I want to install vShield in my environment. I have 7 ESX4.0 servers and a VC standard. I have configured DV switch on it.
Now if I want to install vShield in my environment, do I need to install it on all of the ESX servers seperately?
As in vShield documentation it is mentioned that we need to install it manually, by creating a second vNDS. If I have more than one ESX servers do I need to install vShields on all the ESX hosts or only on one ESX host and add the VMs from the other ESx host to the protected port group.
Any help is higly appreciated.
You'll have just a single vShield Manager appliance, but each host that you protect will require a running vShield Agent appliance to be configured.
VMware Communities User Moderator
Now available - vSphere Quick Start Guide
Do you have a system or PCI card working with VMDirectPath? Submit your specs to the Unofficial VMDirectPath HCL.
Thank you for replying so fast.
Alrite so I need to configure vShield agent on each of the ESX hosts. How do I go about this in DV switch? Do I need to add all the vShields that are installed on my ESX hosts.
My scenario is, I have 7 ESX hosts and a VC with vNDS. If I have to create vShield zones in my environment, How do I go about it?
Do I have to install the vshield agent on all the ESX hosts, If yes do I also have to create more dv switches. Please help
Do I have to install the vshield agent on all the ESX hosts, If yes do I also have to create more dv switches.

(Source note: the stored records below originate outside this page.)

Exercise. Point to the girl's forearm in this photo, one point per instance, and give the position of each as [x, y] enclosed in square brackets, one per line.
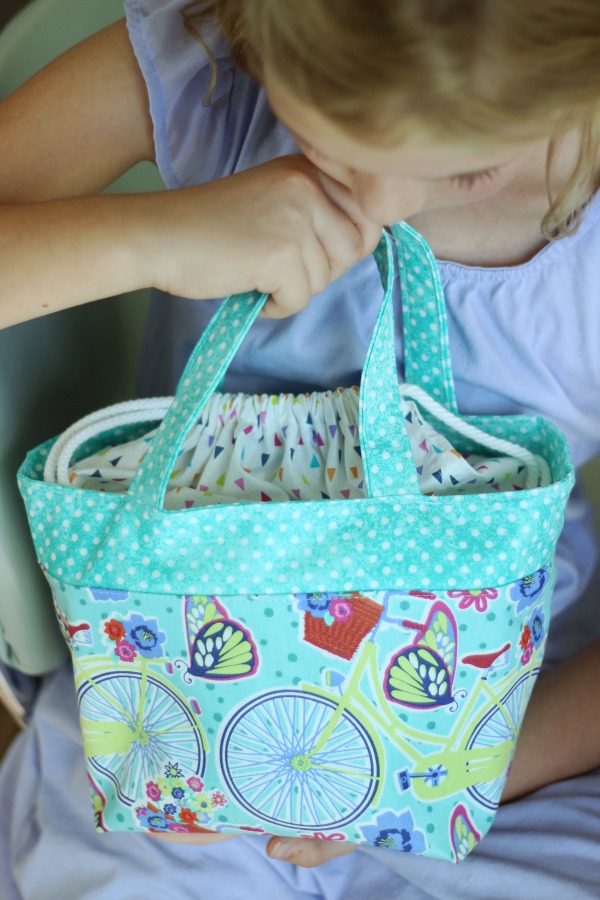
[58, 254]
[560, 737]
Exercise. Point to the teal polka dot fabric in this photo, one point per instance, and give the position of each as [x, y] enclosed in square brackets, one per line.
[338, 669]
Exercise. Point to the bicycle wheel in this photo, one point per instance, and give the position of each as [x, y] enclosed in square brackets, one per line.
[498, 725]
[167, 731]
[271, 768]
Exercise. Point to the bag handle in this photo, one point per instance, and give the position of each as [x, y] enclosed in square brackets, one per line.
[387, 457]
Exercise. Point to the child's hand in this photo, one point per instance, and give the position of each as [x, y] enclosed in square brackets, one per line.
[275, 229]
[298, 851]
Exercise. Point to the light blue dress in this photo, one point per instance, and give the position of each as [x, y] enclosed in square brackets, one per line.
[523, 339]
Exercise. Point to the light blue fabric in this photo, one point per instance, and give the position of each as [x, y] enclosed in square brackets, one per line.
[523, 339]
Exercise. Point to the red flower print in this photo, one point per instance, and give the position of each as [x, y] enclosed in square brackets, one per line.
[527, 653]
[152, 790]
[187, 816]
[114, 629]
[477, 598]
[195, 783]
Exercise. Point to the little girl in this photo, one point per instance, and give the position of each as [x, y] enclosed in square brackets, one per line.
[291, 134]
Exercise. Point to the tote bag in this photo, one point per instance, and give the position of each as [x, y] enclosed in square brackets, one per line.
[338, 669]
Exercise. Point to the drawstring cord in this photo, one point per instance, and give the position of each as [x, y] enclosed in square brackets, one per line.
[153, 409]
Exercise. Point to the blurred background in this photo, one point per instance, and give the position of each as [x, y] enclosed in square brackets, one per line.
[9, 8]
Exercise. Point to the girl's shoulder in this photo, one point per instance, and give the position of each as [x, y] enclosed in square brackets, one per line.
[210, 119]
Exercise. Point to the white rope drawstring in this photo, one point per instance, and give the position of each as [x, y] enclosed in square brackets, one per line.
[119, 415]
[153, 409]
[538, 472]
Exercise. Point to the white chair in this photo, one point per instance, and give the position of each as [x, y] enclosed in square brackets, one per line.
[56, 369]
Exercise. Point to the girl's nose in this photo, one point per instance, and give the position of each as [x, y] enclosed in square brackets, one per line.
[387, 200]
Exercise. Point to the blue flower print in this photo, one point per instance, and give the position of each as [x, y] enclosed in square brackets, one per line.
[536, 626]
[316, 604]
[149, 819]
[395, 832]
[526, 591]
[145, 635]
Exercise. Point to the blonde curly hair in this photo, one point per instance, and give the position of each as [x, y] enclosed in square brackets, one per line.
[470, 70]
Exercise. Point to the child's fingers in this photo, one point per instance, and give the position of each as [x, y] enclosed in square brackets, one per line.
[307, 852]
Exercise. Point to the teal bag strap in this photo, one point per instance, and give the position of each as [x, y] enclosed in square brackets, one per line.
[426, 349]
[387, 458]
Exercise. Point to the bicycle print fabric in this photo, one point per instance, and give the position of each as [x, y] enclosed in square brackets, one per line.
[347, 669]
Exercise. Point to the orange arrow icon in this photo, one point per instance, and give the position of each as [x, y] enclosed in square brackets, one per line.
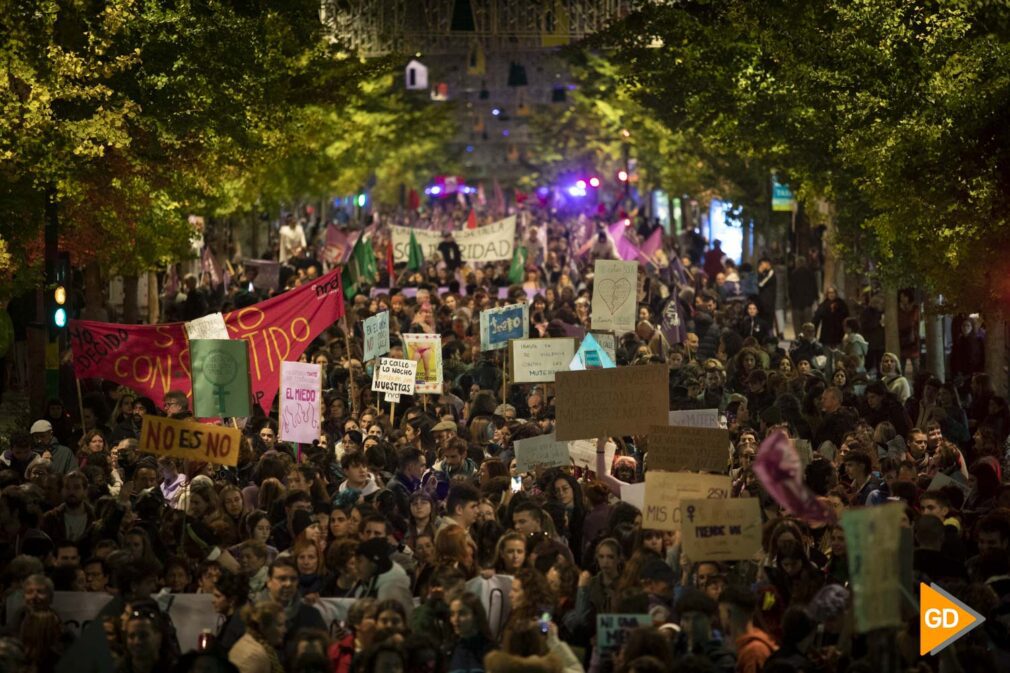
[942, 619]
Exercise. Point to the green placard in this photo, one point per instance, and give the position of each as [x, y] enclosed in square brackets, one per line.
[220, 378]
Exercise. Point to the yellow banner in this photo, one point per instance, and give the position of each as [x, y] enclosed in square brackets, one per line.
[190, 441]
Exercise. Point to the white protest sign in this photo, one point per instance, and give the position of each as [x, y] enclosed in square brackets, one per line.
[395, 377]
[537, 360]
[721, 529]
[614, 302]
[376, 335]
[695, 417]
[491, 243]
[612, 630]
[665, 490]
[543, 451]
[301, 398]
[583, 452]
[208, 326]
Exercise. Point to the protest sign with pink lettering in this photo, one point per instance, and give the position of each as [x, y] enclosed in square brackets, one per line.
[301, 395]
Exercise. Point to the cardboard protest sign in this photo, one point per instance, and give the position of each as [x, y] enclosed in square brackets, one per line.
[614, 302]
[425, 350]
[873, 543]
[607, 342]
[209, 326]
[190, 441]
[695, 417]
[612, 630]
[665, 490]
[611, 402]
[301, 400]
[491, 243]
[376, 330]
[395, 377]
[498, 325]
[543, 451]
[154, 359]
[583, 453]
[590, 356]
[695, 449]
[536, 360]
[220, 378]
[777, 467]
[721, 529]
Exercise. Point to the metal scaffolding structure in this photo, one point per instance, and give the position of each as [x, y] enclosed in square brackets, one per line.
[376, 27]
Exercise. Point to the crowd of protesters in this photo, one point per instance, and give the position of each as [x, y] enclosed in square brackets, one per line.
[452, 568]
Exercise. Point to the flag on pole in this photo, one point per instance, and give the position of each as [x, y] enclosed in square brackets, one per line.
[415, 255]
[518, 268]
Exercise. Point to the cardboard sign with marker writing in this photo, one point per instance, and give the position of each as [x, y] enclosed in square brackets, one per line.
[721, 529]
[698, 449]
[665, 490]
[611, 402]
[537, 360]
[543, 451]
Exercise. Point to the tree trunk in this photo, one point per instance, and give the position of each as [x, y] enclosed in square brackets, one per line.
[996, 351]
[94, 295]
[154, 309]
[891, 341]
[131, 312]
[934, 344]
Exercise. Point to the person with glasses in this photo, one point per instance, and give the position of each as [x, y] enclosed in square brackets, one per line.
[176, 405]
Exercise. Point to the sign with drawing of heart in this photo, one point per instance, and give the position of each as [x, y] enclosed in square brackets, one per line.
[614, 304]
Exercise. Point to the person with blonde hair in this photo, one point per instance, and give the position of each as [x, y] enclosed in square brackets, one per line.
[257, 650]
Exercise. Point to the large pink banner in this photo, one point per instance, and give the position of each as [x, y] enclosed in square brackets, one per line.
[154, 359]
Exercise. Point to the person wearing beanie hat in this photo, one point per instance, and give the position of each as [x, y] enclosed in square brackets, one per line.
[379, 576]
[698, 612]
[63, 459]
[752, 645]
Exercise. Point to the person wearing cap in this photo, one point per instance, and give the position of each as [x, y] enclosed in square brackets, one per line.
[63, 459]
[379, 576]
[21, 454]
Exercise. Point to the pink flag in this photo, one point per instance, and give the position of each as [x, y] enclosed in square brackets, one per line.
[779, 469]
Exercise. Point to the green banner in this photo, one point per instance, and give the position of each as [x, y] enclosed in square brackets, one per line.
[220, 378]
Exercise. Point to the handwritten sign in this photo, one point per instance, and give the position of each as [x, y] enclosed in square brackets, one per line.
[614, 295]
[611, 402]
[543, 451]
[721, 529]
[301, 397]
[209, 326]
[220, 378]
[537, 360]
[678, 449]
[583, 453]
[425, 350]
[498, 325]
[613, 630]
[873, 544]
[190, 441]
[395, 377]
[695, 417]
[665, 490]
[376, 335]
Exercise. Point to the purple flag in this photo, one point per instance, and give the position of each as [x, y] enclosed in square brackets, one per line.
[779, 470]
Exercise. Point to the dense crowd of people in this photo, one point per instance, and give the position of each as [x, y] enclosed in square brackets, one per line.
[455, 562]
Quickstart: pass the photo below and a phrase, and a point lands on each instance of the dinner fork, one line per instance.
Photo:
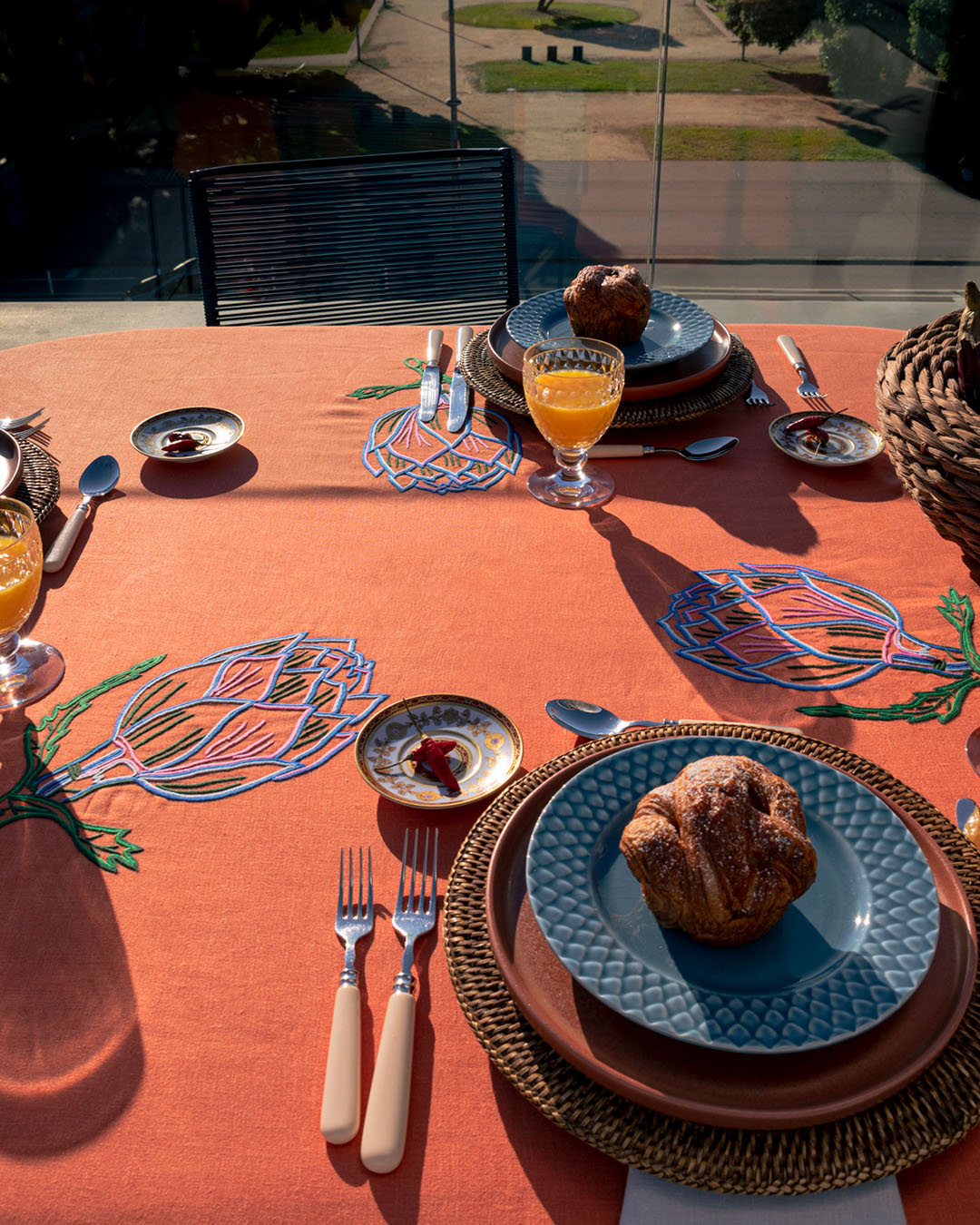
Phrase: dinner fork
(808, 388)
(339, 1115)
(15, 423)
(756, 397)
(382, 1142)
(27, 431)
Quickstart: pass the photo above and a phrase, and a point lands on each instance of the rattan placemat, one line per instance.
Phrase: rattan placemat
(39, 484)
(482, 373)
(931, 1113)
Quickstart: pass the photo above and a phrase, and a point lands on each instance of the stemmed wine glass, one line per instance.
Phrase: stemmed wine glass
(28, 669)
(573, 385)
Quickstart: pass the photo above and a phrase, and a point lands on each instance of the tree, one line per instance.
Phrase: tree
(777, 24)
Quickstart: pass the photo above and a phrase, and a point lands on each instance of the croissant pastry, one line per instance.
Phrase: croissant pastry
(720, 851)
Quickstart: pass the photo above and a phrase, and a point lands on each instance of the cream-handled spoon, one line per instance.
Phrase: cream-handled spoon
(703, 448)
(590, 720)
(98, 479)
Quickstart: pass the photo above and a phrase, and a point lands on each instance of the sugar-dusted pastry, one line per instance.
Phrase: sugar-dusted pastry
(609, 303)
(721, 850)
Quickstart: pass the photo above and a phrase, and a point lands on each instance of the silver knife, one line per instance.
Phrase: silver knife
(459, 389)
(431, 377)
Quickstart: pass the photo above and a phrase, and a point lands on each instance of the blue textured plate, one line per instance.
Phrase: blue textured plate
(676, 328)
(846, 955)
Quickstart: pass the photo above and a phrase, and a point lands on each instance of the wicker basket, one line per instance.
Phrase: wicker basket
(933, 436)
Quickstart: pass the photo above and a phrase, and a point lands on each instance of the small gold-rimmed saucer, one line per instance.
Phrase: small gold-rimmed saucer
(212, 429)
(849, 440)
(486, 755)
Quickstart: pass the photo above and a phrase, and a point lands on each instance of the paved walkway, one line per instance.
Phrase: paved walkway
(406, 63)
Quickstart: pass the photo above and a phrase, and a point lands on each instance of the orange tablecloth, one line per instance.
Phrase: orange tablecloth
(163, 1033)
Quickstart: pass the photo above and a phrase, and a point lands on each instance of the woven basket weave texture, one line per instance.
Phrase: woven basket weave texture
(931, 435)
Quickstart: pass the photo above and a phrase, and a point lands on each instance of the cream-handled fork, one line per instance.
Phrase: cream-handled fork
(339, 1113)
(808, 388)
(382, 1141)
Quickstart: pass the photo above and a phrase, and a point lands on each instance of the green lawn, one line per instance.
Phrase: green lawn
(312, 41)
(762, 144)
(640, 76)
(559, 16)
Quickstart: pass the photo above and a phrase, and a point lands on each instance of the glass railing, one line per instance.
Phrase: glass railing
(751, 149)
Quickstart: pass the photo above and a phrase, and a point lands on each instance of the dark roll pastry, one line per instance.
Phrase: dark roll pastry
(609, 303)
(720, 851)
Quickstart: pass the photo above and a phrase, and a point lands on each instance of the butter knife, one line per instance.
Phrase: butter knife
(968, 819)
(431, 377)
(458, 389)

You need several dvswitches... .one for the network that is unprotected and one for the network that is protected.... so in effect it looks like this.
unprotected <-> vShield 1.0 Agent(s) <-> protected
Even though you have dVS in use, you need to install the agent 'Appliance' on each host and configure it to sit between each dVS for each host. Remember, while dVS is global it is also related to each host....
You manage vShield Zones Appliances outside of dVS and you need one per host.
I believe last year's VMworld (2009) Lab was about just this. I did this Lab so you may be able to find this on hte VMworld 2009 forum somewhere but alas I do not know....
But yes 1 Agent Appliance per host. Each agent is on a host and links the unprotected/protected dVS to each other at the HOST level.
Edward L. Haletky VMware Communities User Moderator, VMware vExpert 2009, 2010
For the latest version of vShield Zones/vShield App this bridge based concept of protected and unprotected is no longer true. The latest version gets installed at the hypervisor level, so the protection is now on a per ESX basis (vs per vSwitch). You still need one vShield (Zones/App) per ESX host but once installed you provide protection to all VMs on the host, no need to specify a vSwitch. It's a vNic level firewall so it's like having a firewall on each NIC of every VM.